Ce qui a entrainé des conflits locaux durement réprimés et des situations de détresse individuelle. Les profondes transformations du paysage ont aussi eu pour conséquence une diminution de la biodiversité et une pollution importante des sols et des eaux. Or, l’histoire du remembrement, « plus grand plan social du XXe siècle au mépris des habitants et du vivant », était ignorée du plus grand nombre, « enfouie » affirment les auteurs. C’est donc tout un pan de l’histoire des campagnes françaises du XXe siècle que ce livre met à jour.

Des acteurs nombreux et opposés

C’est une loi de 1941, ( sous Vichy, qui a permis d’imposer des opérations de remembrement aux paysans qui n’y étaient pas favorables. L’État français, adepte de la collaboration avec l’Allemagne nazie et au discours réactionnaire, entend moderniser l’agriculture. Une partie de la profession y est favorable, souvent les plus grands exploitants, mais nombre de paysans craignent ou refusent les échanges de parcelles surtout s’ils sont imposés. Une des premières opérations de remembrement en Loire-Atlantique donne lieu à partir de 1953, à un conflit exemplaire par nombre d’aspects et suivi par bien d’autres ailleurs les années suivantes. Le lecteur voyagera en Bretagne, en Haute-Vienne, dans la Champagne crayeuse et pourra constater les oppositions et les résistances à ces opérations.

Les auteurs de l’ouvrage consultent les archives, enquêtent  et rencontrent de nombreux acteurs du remembrement. Ceux-ci nous sont ainsi présentés : paysans et paysannes, notables locaux, syndicalistes de la FDSEA (Fédération départementales des syndicats d’exploitants agricoles) ou du MODEF (Mouvement de défense des exploitations familiales), membres de la Jeunesse agricole catholique, ingénieurs du Génie rural (qui avaient intérêt à convaincre les paysans de remembrer), géomètres, maires de villages, militants maoïstes, autonomistes bretons ou d’associations (telle Eau et rivières de Bretagne), députés, ministre de l’Intérieur, gouvernants…  Et ce qu’ils soient adversaires ou qu’ils défendent la nécessité du remembrement.  Parmi tous ces acteurs, certains rompirent plus ou moins tôt avec le credo modernisateur.  Ainsi, André Pochon, dynamique paysan bientôt centenaire, qui travailla dès les années 1980 à produire autrement, ou Edgard Pisani, ministre de l’Agriculture sous le général de Gaulle et inspirateur des lois d’orientation agricole de 1960 et 1962, qui regretta, à la fin de sa vie, d’avoir favorisé une agriculture par trop productiviste.

Des blessures profondes

Le lecteur constatera ainsi les blessures profondes que le remembrement, imposé de manière autoritaire, a laissées dans les sociétés paysannes ainsi que les dégâts environnementaux qu’il a causés. Alors nous dit Léandre Mandard, qu’il eut été possible de favoriser des « échanges amiables ». De fait, le remembrement et ses excès ont largement contribué à la chute brutale du nombre d’agriculteurs, à la perte de la biodiversité, à la pollution des eaux et à l’industrialisation de l’agriculture. Fragile note d’espoir en fin d’ouvrage, aujourd’hui certains tentent de réparer les dommages du remembrement. Des paysans replantent des haies et des associations essaient de « reméandrer » des cours d’eau.
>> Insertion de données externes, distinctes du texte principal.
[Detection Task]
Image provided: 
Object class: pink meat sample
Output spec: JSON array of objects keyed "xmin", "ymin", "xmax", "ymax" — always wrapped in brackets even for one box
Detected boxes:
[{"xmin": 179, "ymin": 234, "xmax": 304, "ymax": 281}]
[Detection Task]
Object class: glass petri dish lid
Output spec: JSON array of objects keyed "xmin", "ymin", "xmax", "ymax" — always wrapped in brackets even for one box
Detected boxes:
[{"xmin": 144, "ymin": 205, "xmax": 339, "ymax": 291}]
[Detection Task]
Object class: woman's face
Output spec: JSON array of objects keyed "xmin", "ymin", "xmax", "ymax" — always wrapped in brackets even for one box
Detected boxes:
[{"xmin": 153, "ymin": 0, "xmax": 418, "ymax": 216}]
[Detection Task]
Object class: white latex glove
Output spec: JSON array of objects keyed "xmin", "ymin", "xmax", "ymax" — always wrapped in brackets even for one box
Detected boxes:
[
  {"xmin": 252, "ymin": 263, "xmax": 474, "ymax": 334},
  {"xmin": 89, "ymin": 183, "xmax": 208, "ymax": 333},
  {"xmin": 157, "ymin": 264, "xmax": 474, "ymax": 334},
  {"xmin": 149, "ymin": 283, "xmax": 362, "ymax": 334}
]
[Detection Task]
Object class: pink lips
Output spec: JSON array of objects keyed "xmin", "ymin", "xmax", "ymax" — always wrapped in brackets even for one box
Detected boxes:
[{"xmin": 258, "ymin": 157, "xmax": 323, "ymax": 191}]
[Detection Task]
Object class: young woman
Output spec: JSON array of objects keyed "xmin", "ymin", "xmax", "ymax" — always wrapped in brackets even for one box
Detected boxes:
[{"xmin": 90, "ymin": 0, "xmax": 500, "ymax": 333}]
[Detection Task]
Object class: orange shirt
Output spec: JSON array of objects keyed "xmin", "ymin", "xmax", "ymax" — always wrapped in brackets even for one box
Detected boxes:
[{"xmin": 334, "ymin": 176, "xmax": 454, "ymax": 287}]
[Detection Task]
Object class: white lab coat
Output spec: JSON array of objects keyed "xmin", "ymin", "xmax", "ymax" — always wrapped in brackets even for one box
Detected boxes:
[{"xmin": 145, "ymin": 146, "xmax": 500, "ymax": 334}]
Dans les annexes de l’ouvrage sont présentés des photos, des réclamations, les réponses à celles-ci, des articles de journaux locaux, nationaux ou militants, des tracts, des affiches, des notes des Renseignements généraux, des chants, des entretiens… sur lesquels se sont appuyés les auteurs.

Un livre passionnant, sous forme d’une bande dessinée très réussie, qui porte sur une page d’histoire, aujourd’hui oubliée par beaucoup et dont les conséquences ont été longtemps sous-estimées. À recommander à toutes et tous,  y compris à ceux qui préparent les concours de l’enseignement.